For me non-affirmative theory (NAT) is more or less a HSP theory of education. We should recall that one of the founding fathers of modern education theory, Friedrich Schleiermacher, is one of the main gestalts also in hermeneutics. His main works in hermeneutics were translated into English not many years ago. So, yes, non-affirmative education represents a form of critical hermeneutic human science pedagogy. But it goes beyond Gadamer’s understanding of Bildung as human growth by reminding of the fact that theory of education, or pedagogy, requires an explicit position of how pedagogical activity is related to human learning or growth. So, from a theory of Bildung, often dealing with questions of mere contents and aims, you cannot derive a theory of pedagogical activity. In addition, for HSP, as for non-affirmative theory, also explaining how subjectivity relates to intersubjectivity is crucial. Any attempt to adopt any of these two notions as the foundational one is deemed to miss its object. NAT is much more a “both-and” philosophy than an “either-or” philosophy. Thus we face the challenge of explaining how pedagogical activity and Bildung mediate between different notions of subjectivity and intersubjectivity, in order to explain how education is related to how we grow into this world and move beyond it.

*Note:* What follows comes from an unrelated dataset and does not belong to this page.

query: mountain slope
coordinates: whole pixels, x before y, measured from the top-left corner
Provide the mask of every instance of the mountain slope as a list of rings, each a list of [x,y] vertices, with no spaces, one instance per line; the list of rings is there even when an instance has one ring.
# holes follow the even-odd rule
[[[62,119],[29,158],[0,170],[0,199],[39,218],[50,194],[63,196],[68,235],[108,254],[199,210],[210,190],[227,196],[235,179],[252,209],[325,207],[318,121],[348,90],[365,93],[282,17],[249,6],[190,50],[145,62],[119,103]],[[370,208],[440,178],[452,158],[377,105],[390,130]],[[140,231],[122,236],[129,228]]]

Tina: I must thank you for your very intriguing reflections, Michael!
Michael Uljens, since 2003 chair professor of General Education and Educational Leadership at Åbo Akademi University in Finland, leads a research program Non-Affirmative Education Theory and School Development, originally based on his School Didactics and Learning (1997, Psychology Press). The program expands on and moves beyond core concepts of modern education theory addressing democracy, Bildung, intersubjectivity, recognition and hermeneutics. The latest stage of the program focuses the bridging of educational policy, leadership and teaching. Michael has acted as visiting professor at different universities in Finland, Sweden, Germany, USA and China.
In his recent Open Access book (https://www.springer.com/us/book/9783319586489), he argues that understanding local school development in a globopolitan era requires a Human Science Pedagogy approach based on education theory bridging curriculum and policy work, school leadership and teaching.

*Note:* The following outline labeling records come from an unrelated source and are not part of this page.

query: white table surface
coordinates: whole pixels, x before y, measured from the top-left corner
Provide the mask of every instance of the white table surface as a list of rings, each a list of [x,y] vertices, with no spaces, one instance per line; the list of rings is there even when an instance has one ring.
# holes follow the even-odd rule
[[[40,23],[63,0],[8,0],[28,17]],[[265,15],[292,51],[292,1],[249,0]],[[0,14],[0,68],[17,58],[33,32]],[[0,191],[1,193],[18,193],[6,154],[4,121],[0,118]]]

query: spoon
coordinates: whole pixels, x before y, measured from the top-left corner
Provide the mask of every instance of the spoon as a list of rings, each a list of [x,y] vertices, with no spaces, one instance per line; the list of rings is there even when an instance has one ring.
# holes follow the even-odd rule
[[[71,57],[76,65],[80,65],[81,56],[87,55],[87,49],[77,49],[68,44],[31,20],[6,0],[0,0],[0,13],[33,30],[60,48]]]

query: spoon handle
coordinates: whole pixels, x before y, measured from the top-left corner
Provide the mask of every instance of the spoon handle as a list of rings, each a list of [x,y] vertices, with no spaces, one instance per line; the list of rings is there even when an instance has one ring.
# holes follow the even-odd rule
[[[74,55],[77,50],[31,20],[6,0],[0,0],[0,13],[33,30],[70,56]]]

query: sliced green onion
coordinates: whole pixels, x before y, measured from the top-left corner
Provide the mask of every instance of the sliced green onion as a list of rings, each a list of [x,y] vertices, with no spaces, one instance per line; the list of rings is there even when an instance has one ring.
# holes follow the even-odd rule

Tina Kullenberg, PhD in Educational Science, is a SIG25-member from Sweden (Kristianstad University) who is especially involved in the research area of dialogic education, drawing on Mikhail Bakhtin’s dialogue philosophy in particular. Other areas of interests are Art Education, music pedagogy, child research, democratic education and relational pedagogy. Her own teaching background comes primarily from music education in primary schools and preschools.